Born in Gothenburg but now mostly based in London, the baritone-voiced Thomas has variously been likened to Springsteen, Warren Zevon and Dylan, but perhaps the most obvious comparison to be made here, on his third album, is Johnny Cash.

Again backed by guitarist Henning Sernhede and the rhythm section of Johannes Mattssons and Jonas Abrahamsson, who doubles on keys as well as drums, it opens with the rolling rhythms of the self-deprecating 'Good Enough Me' where he sings "I've always struggled with a solid case of narcissism", and how, having lost his 'halo of pride' and realising he's not the centre of the world, resolves to do better "write an ode to my Grandmother, tell my Mother more often that I love her" and "find the true nature of inner peace".

The songs, as ever, predominantly autobiographically rooted, such self-searching is typical of the album, another case in point being 'Good Friend Again', acoustic strum and organ accompanying a lyric about self-accusation, self-doubt, remorse and resolution as he sings about starting drinking again "to cope with these avenues of shame, when I'm sober my body feels so frail."

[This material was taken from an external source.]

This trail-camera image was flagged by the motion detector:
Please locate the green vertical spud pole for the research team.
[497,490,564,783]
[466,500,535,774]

It's not all so downbeat. Sure, on the more electric 'Safe and Secure' with its slightly distorted guitar, he's talking about a former lover and wishing she'd think of him when she's with her new man, but, while he may castigate himself for being jealous and a "self-proclaimed martyr", there's no bitterness here, rather a determination to turn himself around ("I want to break these chains, rebuild some bridges"). Then there's 'So Gold', slow waltzing on guitar, tambourine and bass drum, and the shuffling, calypso-tinged 'Copenhagen 30/6', both of which find salvation through a good, supportive woman, a rock in the former, gold in the dirt on the latter. Or there's the jangling guitars of a Springsteenesque 'Rhythm and Blues' where "I can read my life in the palm of your hand", although it is possible to read darker meanings into this one.

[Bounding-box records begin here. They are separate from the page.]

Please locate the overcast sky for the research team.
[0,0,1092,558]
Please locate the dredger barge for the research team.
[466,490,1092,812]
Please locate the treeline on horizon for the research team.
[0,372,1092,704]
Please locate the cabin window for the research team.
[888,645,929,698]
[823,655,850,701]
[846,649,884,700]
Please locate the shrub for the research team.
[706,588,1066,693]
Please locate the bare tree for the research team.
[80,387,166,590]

Nor is it all about him. The spare, near six-minute 'Finn' details memories of a doctor from Palestine he worked with on store meat department, of his grandfather, a communist veteran who fought against the Nazis, and of his older sister who now lives with her family in India, the message being that time is short, so spend it with those you love. Having namechecked Kurt Cobain in that, 'Hold On' cranks up a shuffling drum beat for a JJ Cale-like groove that adds Elvis, Michael Jackson and Jerry Lee Lewis to the list, though its references to paedophilia and the line about "whatever we decide to do we got some heavenly right" set against the chorus refrain of "old men hold on a little bit longer" makes this one of the more enigmatic lyrics. The electronic synth drums touches there are even more evident on 'Bad News', a song that touches on the ephemeral nature of fame ("one day you're an idol, the next you're an outcast"), the line "Heaven shall fall down upon the unrepentant regency" suggesting that, while he may not have found God, he did pay attention to those childhood evangelical Christian Bible classes.

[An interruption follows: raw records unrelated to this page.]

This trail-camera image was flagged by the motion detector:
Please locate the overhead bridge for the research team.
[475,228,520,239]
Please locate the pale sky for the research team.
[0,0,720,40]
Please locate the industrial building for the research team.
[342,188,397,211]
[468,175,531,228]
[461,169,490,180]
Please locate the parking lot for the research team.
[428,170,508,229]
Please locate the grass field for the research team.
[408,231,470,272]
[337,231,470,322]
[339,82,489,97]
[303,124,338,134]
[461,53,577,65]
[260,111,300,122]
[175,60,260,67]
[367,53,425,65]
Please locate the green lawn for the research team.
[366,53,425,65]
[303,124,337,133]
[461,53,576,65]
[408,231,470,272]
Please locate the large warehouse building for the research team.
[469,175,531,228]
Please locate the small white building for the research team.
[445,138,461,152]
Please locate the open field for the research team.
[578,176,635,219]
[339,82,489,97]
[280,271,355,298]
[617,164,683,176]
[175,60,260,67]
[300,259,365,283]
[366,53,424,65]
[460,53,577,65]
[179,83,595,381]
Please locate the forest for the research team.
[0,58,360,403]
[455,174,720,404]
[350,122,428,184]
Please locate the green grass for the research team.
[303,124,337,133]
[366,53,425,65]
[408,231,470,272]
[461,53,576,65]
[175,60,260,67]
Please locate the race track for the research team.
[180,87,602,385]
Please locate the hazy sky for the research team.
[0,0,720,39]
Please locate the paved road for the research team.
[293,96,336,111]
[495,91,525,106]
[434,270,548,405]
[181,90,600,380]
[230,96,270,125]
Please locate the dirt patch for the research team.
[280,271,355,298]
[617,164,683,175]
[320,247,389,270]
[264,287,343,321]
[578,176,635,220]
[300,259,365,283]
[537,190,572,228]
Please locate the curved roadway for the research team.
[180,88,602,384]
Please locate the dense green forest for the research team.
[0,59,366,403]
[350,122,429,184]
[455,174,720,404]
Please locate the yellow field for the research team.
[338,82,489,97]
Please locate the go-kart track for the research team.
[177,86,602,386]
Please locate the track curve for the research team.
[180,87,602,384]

The album closes in simple stripped down fingerpicking style, returning to the Cash influences with the country rippling 'Gimme A Smile', co-penned by Dave Burn and leaving on an upbeat note that, while it may be about the hung over morning after a one night stand with the girl from the bar, has no regrets, just to "give me a kiss and say I'll see you around" with "one more smile before you go." To quote Danny Kaye, "let us clink and drink one down to wonderful, wonderful Copenhagen."